This subtopic covers the fundamental aspects of UK corporation tax, focusing on how company profits are assessed and taxed. It equips tax professionals wit
Topic Synopsis
This subtopic covers the fundamental aspects of UK corporation tax, focusing on how company profits are assessed and taxed. It equips tax professionals with the knowledge to determine a company's tax liability, prepare and submit tax returns, manage compliance obligations, and understand the financial implications of corporate insolvency or cessation.
Key Concepts & Core Principles
- Income Tax: Understanding the progressive tax system, including personal allowance, tax bands (basic, higher, additional), and reliefs such as marriage allowance and blind person's allowance.
- National Insurance Contributions (NICs): Differentiating between Class 1 (employee), Class 2 (self-employed), and Class 4 (self-employed profits) contributions, and calculating liabilities based on thresholds.
- Capital Gains Tax (CGT): Computing gains on disposal of assets, applying annual exempt amount, and utilising reliefs like principal private residence relief and entrepreneurs' relief.

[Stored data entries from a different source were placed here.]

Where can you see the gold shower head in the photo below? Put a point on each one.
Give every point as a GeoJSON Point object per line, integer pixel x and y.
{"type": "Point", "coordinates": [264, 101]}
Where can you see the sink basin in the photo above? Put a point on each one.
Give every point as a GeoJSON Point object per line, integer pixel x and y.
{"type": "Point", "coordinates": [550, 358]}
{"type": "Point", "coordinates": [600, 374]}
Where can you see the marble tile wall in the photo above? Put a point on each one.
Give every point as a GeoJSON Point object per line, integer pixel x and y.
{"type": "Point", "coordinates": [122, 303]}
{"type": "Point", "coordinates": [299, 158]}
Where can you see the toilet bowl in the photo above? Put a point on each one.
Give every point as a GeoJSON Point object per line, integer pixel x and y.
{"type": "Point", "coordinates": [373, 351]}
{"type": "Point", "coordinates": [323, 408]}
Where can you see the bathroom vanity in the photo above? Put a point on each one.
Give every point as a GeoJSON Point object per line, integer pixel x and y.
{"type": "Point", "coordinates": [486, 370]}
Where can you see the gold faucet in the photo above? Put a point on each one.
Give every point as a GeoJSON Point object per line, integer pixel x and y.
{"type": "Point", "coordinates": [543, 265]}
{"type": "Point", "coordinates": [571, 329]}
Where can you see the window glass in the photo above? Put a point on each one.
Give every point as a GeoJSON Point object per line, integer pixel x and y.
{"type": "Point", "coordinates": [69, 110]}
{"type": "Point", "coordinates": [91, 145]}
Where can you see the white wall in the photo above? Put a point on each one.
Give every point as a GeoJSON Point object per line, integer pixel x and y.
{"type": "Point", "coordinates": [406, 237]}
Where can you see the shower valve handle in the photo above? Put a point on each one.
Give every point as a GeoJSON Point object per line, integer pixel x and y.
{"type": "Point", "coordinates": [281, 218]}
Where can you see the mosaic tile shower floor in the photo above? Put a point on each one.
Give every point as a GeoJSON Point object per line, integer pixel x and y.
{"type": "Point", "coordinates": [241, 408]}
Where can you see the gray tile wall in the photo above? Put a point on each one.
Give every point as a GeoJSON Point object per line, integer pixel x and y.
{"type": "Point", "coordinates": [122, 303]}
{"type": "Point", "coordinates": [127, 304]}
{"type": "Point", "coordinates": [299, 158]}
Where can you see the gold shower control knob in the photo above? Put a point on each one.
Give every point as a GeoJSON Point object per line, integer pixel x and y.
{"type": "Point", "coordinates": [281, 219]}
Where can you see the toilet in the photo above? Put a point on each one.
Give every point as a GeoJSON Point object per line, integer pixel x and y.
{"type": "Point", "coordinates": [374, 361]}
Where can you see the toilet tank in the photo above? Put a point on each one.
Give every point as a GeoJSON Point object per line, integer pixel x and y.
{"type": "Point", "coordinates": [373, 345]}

- Value Added Tax (VAT): Understanding VAT registration thresholds, output and input tax, and completing VAT returns using standard, flat rate, or cash accounting schemes.
Exam Tips & Revision Strategies
- Always confirm whether the company is 'large' for quarterly instalment purposes by checking the threshold limits.
- Use a systematic approach: start with profit before tax, adjust for tax, then apply reliefs and losses in the correct order.
- Memorize key filing deadlines and penalties for late submission or payment.
- In case study questions, identify all sources of income and gains to ensure nothing is omitted from the return.
- When discussing compliance checks, reference the relevant legislation, such as Schedule 36 FA 2008.
Common Misconceptions & Mistakes to Avoid
- Confusing the accounting period with the corporation tax financial year.
- Forgetting to add back depreciation and other non-deductible expenses in the tax computation.
- Incorrectly applying the small profits rate or marginal relief.
- Assuming all companies pay tax nine months after the year-end, ignoring quarterly instalment requirements.
- Overlooking the requirement to notify HMRC within three months of starting to trade.
- Miscalculating the tax implications of capital gains or losses on cessation.
Examiner Marking Points
- Award credit for correctly identifying the company's accounting period and applicable corporation tax rate.
- Expect accurate reconciliation of accounting profit to taxable total profits, including disallowable expenditure adjustments.
- Credit should be given for correctly completing the CT600 form with all required supplementary pages.
- Look for demonstration of understanding of quarterly instalment payment rules based on company size and profits.
- Award marks for explaining the steps in an HMRC compliance check, including information and inspection powers.
- Assess the handling of terminal loss relief and distribution of assets in a cessation or insolvency scenario.